Public Comments for 01/26/2021 Health, Welfare and Institutions - Behavioral Health Subcommittee
HB2166 - Involuntary admission; provisions governing involuntary inpatient & mandatory outpatient treatment.
Last Name: Sharkey Organization: VOCAL Locality: Petersburg

Dear Members of the House Appropriations Committee, We are contacting you today in regards to HB2166, Patroned by Delegate Hope. HB2166 amends current processes of involuntary detainment and Mandatory Outpatient Treatment orders. As we voiced during the previous Committee and Subcommittee hearings, VOCAL and our membership of 2,000+ peer/consumers of Virginia's mental health care system, do not support the bill as written. From our perspective, there are two main reasons for our opposition. The first reason relates to HB2166's degradation of personal choice and person-centered care, through the removal of an individual's consent and commitment to the goals within the MOT order. The second reason for our opposition relates to concerns over the preparedness, or lack thereof, of our local communities to support the adherence to MOT orders. Specifically, the inequitable spread of local communities' infrastructure and funding, both of which are critically necessary to support an individual's efforts to comply. We encourage you all to read through the 2019 SAMHSA article "Civil Commitment and the Mental Health Care Continuum" (referenced below) prior to all Committee discussions of HB2166. https://www.samhsa.gov/sites/default/files/civil-commitment-continuum-of-care.pdf Thank you in advance for your time and attention to this important matter.

Last Name: Jennifer Faison Organization: Virginia Association of Community Services Boards Locality: Richmond

The Virginia Association of Community Services Board (VACSB) has no position on this bill; however, the VACSB would anticipate putting forth a budget request in the 2022 session of the General Assembly in order to mitigate for the additional requirements beginning on line 290 in the introduced bill which reads "The community services board responsible for monitoring the person's progress and adherence to the comprehensive mandatory outpatient treatment plan shall report monthly, in writing, to the court regarding the person's and the community services board's compliance with the provisions of the comprehensive mandatory outpatient treatment plan described in clause (viii) of subsection G of § 37.2-817. " Most often, the MOT coordinator in a CSB is going to be a Certified Prescreening Clinician which means that individual, in addition to his/her duties as an MOT coordinator, is conducting emergency evaluations for the purposes of determining whether a request for a TDO is appropriate for an individual experience a psychiatric crisis. If that clinician is spending time organizing submitting paperwork for every individual on his or her MOT caseload, he or she will not be available to do prescreening evaluations. This means that another clinician will need to be paid overtime for coverage or perhaps, depending on the MOT caseload, an additional prescreening clinician will need to be hired. At a minimum, staffing patterns will need to be examined and supplemented in order to comply with these requirements. The VACSB plans to collect data regarding the impact of the legislation, should it pass, in order to support the budget request in 2022.

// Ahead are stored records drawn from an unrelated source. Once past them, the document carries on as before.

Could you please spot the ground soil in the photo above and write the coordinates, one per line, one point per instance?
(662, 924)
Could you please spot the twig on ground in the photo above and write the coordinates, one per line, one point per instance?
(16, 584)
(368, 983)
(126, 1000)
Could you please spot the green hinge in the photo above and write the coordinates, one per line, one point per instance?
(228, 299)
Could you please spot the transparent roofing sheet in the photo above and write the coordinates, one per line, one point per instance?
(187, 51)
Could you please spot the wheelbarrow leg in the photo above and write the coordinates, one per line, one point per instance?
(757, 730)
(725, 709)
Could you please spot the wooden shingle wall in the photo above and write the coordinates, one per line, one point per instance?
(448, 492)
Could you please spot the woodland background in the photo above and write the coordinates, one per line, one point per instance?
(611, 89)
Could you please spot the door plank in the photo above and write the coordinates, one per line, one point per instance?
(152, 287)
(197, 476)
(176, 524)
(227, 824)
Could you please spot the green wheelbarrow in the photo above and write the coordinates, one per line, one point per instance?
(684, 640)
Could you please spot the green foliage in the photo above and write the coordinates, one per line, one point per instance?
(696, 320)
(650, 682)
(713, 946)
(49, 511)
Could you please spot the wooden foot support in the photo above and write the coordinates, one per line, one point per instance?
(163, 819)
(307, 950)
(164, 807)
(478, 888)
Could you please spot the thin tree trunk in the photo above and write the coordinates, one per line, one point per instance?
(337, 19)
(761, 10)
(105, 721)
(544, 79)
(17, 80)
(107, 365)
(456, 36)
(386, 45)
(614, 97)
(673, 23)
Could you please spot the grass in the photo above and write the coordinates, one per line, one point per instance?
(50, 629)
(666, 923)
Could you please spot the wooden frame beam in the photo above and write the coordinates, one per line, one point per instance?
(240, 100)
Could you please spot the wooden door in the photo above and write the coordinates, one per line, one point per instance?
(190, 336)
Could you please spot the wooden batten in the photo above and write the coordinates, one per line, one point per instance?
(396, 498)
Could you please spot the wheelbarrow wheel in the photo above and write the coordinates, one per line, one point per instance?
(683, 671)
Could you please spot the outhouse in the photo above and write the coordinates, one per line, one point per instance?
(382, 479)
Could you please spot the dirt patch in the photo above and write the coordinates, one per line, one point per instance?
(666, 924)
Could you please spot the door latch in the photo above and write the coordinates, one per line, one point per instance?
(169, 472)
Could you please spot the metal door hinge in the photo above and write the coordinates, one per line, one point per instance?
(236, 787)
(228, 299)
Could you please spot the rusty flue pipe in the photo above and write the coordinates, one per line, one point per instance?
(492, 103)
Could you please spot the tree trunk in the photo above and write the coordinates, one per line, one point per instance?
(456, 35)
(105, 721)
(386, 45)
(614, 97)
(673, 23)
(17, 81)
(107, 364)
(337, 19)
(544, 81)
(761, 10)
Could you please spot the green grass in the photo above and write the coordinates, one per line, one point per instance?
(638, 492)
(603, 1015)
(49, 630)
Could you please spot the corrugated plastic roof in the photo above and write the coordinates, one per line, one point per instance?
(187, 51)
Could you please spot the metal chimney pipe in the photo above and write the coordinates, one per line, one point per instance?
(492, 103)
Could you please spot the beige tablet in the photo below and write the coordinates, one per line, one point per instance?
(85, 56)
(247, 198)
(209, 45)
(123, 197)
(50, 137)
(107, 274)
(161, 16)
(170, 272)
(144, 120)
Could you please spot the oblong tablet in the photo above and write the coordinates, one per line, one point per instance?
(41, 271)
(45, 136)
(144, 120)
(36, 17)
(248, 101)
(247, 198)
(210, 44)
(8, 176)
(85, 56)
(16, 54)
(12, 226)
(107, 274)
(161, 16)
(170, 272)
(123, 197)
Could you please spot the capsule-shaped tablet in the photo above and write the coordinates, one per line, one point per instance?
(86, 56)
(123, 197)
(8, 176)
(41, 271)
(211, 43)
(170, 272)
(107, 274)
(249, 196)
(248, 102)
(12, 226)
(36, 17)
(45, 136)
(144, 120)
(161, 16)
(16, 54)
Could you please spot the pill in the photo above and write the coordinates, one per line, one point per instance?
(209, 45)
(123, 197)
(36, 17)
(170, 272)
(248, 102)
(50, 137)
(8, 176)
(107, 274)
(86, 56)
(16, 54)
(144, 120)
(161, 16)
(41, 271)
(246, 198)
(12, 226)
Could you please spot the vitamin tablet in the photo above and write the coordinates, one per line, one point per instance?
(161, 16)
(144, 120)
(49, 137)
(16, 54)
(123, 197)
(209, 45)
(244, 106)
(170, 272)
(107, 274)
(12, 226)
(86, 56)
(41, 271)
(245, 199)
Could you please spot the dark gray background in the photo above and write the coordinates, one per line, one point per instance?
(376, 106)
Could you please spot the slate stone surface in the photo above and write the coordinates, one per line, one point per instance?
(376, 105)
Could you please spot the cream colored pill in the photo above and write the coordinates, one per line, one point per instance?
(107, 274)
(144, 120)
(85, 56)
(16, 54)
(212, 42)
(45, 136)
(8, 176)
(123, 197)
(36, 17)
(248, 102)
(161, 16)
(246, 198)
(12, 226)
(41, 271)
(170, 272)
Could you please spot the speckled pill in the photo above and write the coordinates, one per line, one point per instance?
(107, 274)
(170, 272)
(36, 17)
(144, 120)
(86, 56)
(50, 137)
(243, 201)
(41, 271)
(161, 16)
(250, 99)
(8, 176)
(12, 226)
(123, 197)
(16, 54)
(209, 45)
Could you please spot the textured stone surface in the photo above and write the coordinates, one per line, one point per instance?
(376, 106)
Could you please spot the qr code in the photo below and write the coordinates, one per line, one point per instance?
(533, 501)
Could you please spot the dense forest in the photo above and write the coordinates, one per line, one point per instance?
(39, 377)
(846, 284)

Last Name: Kanoyton Organization: Gaylene LLC Locality: Hampton

VSC NAACP is in full support of HB 2166

Last Name: Randolph Locality: Chesterfield

Thank you to the committee, my name is Shaddai R. from Richmond, Virginia. I am here to encourage you to.. 1. Increase the allocation of tax revenue towards the reinvestment fund from 30% to 70% because anything less than a majority of the revenues is disingenuous to the priorities of the bill. 2. Allocate 50% of all licenses towards Virginia social equity license holders as no other licenses are required to be owned by Virginia residents. 3. Add another tier of license, micro-business licenses, so that smaller applicants can enter with unique integration privileges. 4. Do not add any new crimes nor criminalize another generation of youth because of a fake war on drugs

Last Name: Jackson Organization: Marijuana Justice Locality: North Chesterfield

I am a constituent of the 7th district but I feel it is necessary to work together to protect the younger members of our society and stop the criminalization of the Hispanic and African American communities. Rules must be stated clearly now so we are better prepared to face a future when marijuana is officially legalized in the Commonwealth of Virginia. Please increase the reinvestment from 30% to 70% for new companies and entrepreneurs. Make sure the new market is equitable and accessible to all not just large corporations.

Last Name: Nadwodny Locality: Gainesville

Why would you force a vaccine when hyrdroechloraquin and other drugs heal people. CDC says 99.9% of people recover. Why are you using the tool of fear. What is in it for you. It’s being said that covid is just the first part of this bio weapon. The next part will kill those who were diagnosed with it. If you keep this up there won’t be any one to vote. Oh that’s right. Depopulation is part of the plan. You reap what you sow.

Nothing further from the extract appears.